Repustate has developed its own part of speech tagger for each language used. Part of speech tagging is done by first accumulating a massive corpus of pre-tagged text (i.e. humans have gone through and tagged words into their respective part of speech tags). With this information, Repustate trains a part of speech tagger and relies on probabilities to determine the correct part of speech for a given word in a given context. For example, the word “like” can be a verb (“I like you”) and a preposition (“He looks like his brother”). In the first case, “like” connotes positive sentiment, but in the second case, it does not.
In English, there are a handful of words that have this double (or triple) meaning where in some context, a word has sentiment, and in others it doesn’t. But it gets quite complex while doing Arabic sentiment analysis, as in Arabic, the words can have up to 12 different meanings given the surrounding context.
To accurately perform sentiment, you need a very finely tuned and well trained part of speech tagger. It must be language specific as some languages have a much more complex morphology than others.
The next step is to lemmatize each word where applicable. Lemmatization is the process of determining the root of a word. For example, “loved”, “loving”, “lover” are all based on the root word “love”. To make sure no word goes unanalyzed, a proper lemmatizer is required and again, it must be language specific. The rules of conjugating nouns and verbs based on number, gender, tense etc. differ wildly from language to language. Repustate handles this all for each language.

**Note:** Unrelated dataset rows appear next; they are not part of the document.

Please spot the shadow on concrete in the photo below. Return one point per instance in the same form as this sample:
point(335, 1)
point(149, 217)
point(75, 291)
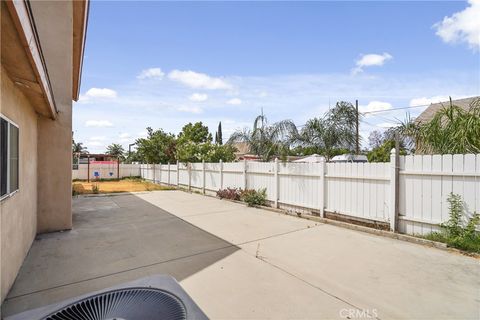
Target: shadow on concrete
point(115, 238)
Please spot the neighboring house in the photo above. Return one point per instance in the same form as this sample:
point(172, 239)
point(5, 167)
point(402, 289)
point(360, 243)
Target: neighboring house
point(42, 44)
point(430, 112)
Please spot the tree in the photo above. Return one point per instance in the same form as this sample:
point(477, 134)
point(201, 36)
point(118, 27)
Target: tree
point(158, 147)
point(218, 134)
point(197, 133)
point(116, 150)
point(77, 147)
point(335, 130)
point(208, 152)
point(451, 130)
point(265, 140)
point(375, 139)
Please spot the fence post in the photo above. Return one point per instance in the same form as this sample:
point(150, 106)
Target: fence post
point(244, 174)
point(168, 174)
point(221, 174)
point(203, 176)
point(321, 199)
point(275, 172)
point(178, 173)
point(189, 170)
point(393, 190)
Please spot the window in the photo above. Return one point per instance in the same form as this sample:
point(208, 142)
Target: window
point(9, 157)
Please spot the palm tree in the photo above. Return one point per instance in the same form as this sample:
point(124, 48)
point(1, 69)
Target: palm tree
point(451, 130)
point(265, 140)
point(335, 130)
point(116, 150)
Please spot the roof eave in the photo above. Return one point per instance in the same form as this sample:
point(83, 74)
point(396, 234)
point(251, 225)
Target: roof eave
point(22, 17)
point(80, 22)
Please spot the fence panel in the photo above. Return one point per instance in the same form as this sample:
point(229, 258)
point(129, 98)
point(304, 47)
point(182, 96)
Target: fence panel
point(426, 181)
point(299, 184)
point(261, 175)
point(358, 189)
point(183, 175)
point(212, 176)
point(233, 175)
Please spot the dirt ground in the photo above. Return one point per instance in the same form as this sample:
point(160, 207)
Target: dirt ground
point(124, 185)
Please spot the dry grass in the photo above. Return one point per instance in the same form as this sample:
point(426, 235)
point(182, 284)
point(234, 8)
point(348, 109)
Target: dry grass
point(125, 185)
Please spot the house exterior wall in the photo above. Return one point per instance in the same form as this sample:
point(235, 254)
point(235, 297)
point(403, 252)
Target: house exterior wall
point(18, 212)
point(54, 22)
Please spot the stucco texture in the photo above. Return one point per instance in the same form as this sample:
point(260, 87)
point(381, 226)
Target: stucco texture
point(18, 212)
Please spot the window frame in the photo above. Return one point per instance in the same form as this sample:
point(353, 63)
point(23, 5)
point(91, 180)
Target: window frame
point(10, 193)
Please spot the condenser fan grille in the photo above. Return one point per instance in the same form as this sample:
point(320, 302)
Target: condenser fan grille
point(128, 304)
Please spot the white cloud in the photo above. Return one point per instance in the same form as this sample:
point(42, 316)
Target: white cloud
point(425, 101)
point(152, 73)
point(142, 134)
point(198, 97)
point(369, 60)
point(98, 123)
point(462, 26)
point(198, 80)
point(98, 138)
point(195, 110)
point(234, 101)
point(99, 93)
point(262, 94)
point(375, 106)
point(95, 144)
point(387, 125)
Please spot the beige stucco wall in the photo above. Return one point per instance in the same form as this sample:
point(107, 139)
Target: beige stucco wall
point(19, 212)
point(53, 20)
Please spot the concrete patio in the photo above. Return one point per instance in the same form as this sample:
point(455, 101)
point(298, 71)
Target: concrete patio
point(239, 262)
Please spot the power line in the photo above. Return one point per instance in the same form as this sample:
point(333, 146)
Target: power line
point(394, 109)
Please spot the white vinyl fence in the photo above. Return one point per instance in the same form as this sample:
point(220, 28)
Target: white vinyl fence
point(410, 198)
point(105, 171)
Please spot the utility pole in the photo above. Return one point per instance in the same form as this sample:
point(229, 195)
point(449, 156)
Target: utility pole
point(358, 138)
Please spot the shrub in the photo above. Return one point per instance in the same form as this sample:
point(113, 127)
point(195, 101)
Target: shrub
point(255, 198)
point(454, 232)
point(229, 193)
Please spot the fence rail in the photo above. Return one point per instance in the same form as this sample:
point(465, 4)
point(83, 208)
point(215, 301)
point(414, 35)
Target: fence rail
point(410, 197)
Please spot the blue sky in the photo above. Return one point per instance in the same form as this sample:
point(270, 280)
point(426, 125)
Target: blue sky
point(163, 64)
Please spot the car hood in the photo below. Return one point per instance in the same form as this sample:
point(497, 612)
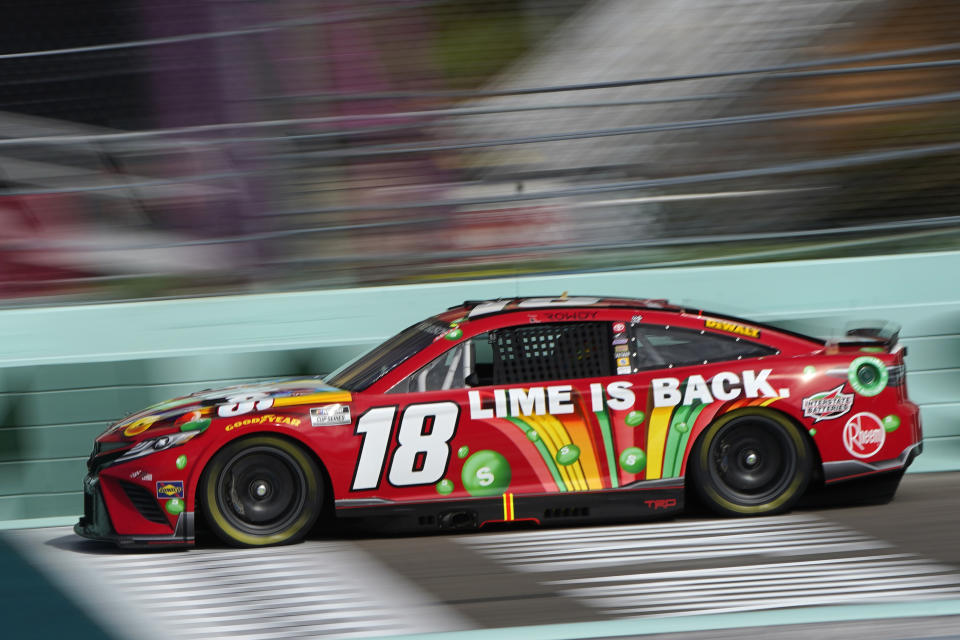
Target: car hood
point(195, 411)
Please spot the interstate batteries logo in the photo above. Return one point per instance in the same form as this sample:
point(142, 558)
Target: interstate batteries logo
point(863, 435)
point(170, 489)
point(827, 405)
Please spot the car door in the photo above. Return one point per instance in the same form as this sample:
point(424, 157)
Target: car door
point(509, 410)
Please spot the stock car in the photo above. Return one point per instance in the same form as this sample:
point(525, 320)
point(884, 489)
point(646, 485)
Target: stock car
point(546, 410)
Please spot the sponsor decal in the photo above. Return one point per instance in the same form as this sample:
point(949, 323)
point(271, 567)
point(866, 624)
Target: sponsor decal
point(267, 418)
point(863, 435)
point(141, 425)
point(726, 385)
point(827, 405)
point(330, 415)
point(570, 315)
point(170, 488)
point(619, 395)
point(732, 327)
point(665, 503)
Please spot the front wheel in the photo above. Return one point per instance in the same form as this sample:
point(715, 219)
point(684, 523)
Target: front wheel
point(751, 462)
point(261, 491)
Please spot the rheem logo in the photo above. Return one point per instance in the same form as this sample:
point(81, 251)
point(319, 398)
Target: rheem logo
point(864, 435)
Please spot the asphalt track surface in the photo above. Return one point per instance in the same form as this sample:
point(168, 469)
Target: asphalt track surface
point(884, 572)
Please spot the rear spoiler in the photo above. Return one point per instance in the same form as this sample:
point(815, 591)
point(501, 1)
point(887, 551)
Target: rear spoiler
point(885, 336)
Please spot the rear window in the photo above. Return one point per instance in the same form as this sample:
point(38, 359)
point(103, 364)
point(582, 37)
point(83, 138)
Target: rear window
point(664, 346)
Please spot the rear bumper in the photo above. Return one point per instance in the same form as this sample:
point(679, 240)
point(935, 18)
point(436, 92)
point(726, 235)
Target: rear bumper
point(850, 469)
point(95, 524)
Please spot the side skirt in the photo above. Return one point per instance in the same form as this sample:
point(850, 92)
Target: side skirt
point(641, 500)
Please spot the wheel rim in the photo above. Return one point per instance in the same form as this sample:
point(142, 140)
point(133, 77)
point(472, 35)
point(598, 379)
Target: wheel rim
point(261, 490)
point(752, 461)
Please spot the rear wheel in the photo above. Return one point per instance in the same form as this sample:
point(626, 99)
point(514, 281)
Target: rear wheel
point(261, 491)
point(751, 462)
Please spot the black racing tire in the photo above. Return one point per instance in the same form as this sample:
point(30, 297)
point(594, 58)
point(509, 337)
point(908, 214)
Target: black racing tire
point(751, 462)
point(261, 491)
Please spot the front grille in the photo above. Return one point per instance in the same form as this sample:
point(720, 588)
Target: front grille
point(99, 459)
point(144, 502)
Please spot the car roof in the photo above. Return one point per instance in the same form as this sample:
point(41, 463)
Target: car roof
point(473, 309)
point(477, 308)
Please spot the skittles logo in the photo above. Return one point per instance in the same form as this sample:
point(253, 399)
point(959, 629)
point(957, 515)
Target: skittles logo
point(864, 435)
point(486, 473)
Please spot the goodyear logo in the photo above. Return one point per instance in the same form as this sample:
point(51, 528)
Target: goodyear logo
point(170, 489)
point(264, 419)
point(733, 327)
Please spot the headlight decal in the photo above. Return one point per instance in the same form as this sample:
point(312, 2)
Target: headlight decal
point(161, 443)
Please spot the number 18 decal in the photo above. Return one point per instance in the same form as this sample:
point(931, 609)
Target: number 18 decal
point(420, 458)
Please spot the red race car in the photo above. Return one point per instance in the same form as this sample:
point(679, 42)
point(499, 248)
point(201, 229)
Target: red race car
point(547, 410)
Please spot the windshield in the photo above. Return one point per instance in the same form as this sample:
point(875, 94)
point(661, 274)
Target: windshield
point(364, 370)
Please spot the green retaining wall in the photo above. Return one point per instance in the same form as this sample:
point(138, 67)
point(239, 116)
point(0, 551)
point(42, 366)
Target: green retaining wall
point(65, 372)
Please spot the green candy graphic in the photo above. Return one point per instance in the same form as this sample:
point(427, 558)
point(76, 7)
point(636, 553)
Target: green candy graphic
point(486, 473)
point(195, 425)
point(633, 460)
point(868, 376)
point(891, 423)
point(175, 506)
point(568, 454)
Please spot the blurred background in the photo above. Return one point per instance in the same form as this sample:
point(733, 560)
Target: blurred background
point(180, 148)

There are many words that even without any surrounding context, immediately connote sentiment. Words like “love”, “hate”, “despise” etc. have an immediate polarizing effect. Sentiment analysis relies on having an exhaustive list of terms that have prior polarity in order to provide a foundation for determining sentiment.

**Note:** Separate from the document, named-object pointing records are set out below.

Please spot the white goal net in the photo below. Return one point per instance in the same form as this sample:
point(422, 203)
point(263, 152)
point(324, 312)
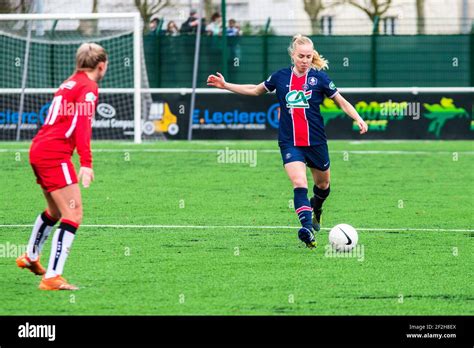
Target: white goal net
point(37, 53)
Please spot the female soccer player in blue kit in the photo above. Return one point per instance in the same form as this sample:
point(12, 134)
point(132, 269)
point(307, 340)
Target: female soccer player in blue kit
point(300, 90)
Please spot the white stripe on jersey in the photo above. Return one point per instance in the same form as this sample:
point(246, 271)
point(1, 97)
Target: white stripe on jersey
point(67, 176)
point(304, 110)
point(291, 111)
point(73, 126)
point(54, 110)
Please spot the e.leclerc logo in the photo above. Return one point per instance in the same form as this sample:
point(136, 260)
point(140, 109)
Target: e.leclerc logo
point(298, 99)
point(236, 119)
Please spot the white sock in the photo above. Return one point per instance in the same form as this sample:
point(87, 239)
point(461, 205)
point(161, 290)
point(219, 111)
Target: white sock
point(39, 234)
point(62, 241)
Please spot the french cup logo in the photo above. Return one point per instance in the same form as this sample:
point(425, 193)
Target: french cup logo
point(298, 99)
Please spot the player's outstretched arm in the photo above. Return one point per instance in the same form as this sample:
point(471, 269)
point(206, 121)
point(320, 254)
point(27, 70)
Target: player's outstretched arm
point(218, 81)
point(351, 112)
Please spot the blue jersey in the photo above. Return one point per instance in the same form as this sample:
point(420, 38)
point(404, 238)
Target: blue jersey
point(301, 123)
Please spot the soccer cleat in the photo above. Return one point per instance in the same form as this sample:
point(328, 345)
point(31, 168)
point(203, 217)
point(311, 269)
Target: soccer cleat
point(317, 218)
point(56, 283)
point(307, 237)
point(34, 266)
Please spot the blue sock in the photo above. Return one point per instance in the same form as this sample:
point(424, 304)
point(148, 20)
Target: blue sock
point(302, 207)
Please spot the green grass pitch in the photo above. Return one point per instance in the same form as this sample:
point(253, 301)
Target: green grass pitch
point(158, 249)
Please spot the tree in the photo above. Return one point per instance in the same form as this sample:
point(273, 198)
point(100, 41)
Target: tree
point(150, 8)
point(420, 16)
point(313, 8)
point(372, 8)
point(89, 27)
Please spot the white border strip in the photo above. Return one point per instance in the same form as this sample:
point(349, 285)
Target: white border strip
point(184, 91)
point(369, 229)
point(355, 152)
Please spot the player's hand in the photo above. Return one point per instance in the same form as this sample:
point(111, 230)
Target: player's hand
point(87, 176)
point(216, 81)
point(362, 126)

We almost have all the tools we need, but if we stopped right here, Repustate’s sentiment analysis would be inaccurate in any but the most trivial cases. Repustate now layers on nuanced grammatical aspects, unique to each language, including negations and amplifiers.

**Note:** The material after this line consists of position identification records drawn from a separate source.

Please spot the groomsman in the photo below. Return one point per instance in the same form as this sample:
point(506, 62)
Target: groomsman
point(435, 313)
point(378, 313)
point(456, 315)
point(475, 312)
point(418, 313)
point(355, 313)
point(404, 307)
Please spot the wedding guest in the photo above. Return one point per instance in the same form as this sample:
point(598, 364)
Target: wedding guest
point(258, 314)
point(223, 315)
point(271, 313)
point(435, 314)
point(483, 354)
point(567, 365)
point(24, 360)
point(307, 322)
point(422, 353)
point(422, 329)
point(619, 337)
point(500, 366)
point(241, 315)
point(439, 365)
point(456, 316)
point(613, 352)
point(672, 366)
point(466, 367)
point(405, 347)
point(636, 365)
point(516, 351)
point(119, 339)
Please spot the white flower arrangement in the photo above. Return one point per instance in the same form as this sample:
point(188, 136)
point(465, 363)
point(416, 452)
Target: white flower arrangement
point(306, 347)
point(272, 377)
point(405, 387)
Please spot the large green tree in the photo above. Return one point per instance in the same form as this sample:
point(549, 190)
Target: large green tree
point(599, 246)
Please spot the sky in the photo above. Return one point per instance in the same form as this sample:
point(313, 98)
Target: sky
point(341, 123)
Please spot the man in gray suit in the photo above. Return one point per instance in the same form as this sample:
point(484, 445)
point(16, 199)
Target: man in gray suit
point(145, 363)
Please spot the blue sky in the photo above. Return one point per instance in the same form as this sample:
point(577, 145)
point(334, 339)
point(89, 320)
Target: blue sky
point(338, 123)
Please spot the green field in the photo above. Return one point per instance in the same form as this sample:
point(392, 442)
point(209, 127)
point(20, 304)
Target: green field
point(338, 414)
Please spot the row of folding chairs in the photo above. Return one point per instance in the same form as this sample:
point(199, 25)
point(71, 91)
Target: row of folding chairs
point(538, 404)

A negation reverses the polarity of the following (or sometimes, preceding) term. Consider the difference between “I like coffee” and “I do not like coffee”. In some languages, the negation comes first, in some, it comes after, and in some it appears at the end of the sentence (Turkish for example). Repustate is aware of all these language specific nuances.
The phrase “could not have been” is what we call an “amplifier”. Even though it contains a negation (“not”), what it actually does is amplify the term or phrase that follows it (e.g. “This vacation could not have been better”) Conjunctions and subordinate clauses often act to contradict their preceding component. Consider the phrase “I wanted to like the movie, but it was so boring”. The first half of the sentence indicates positive sentiment but the conjunction “but” then works to counter the sentiment.
Negations, amplifiers and other grammatical constructs are what make determining sentiment complex. Repustate’s sentiment analysis handles these complexities quickly and thoroughly for all languages.
Repustate uses machine learning to calculate a sentiment score that combines various factors including the presence of terms with prior polarity, any negations, amplifiers or other grammatical constructs, as well as the length of the text. Shorter text with a high ratio of polarizing terms to non-polarizing terms leads to a score closer to the bounds of -1 (true negative) and 1 (true positive). A score of 0 or very close to 0 (±0.05) can be interpreted as being neutral; either there was no sentiment expressed or it was ambiguous.
Repustate provides sentiment analysis for 23 languages including: English, Portoguese, Italian, Swedish, Finnish, French, Thai, Korean, Spanish, Urdu, Arabic, Dutch, Danish, Chinese, German, Turkish, Hebrew, Russian, Malaysian, Polish, Japanese, Indonesian and Norwegian.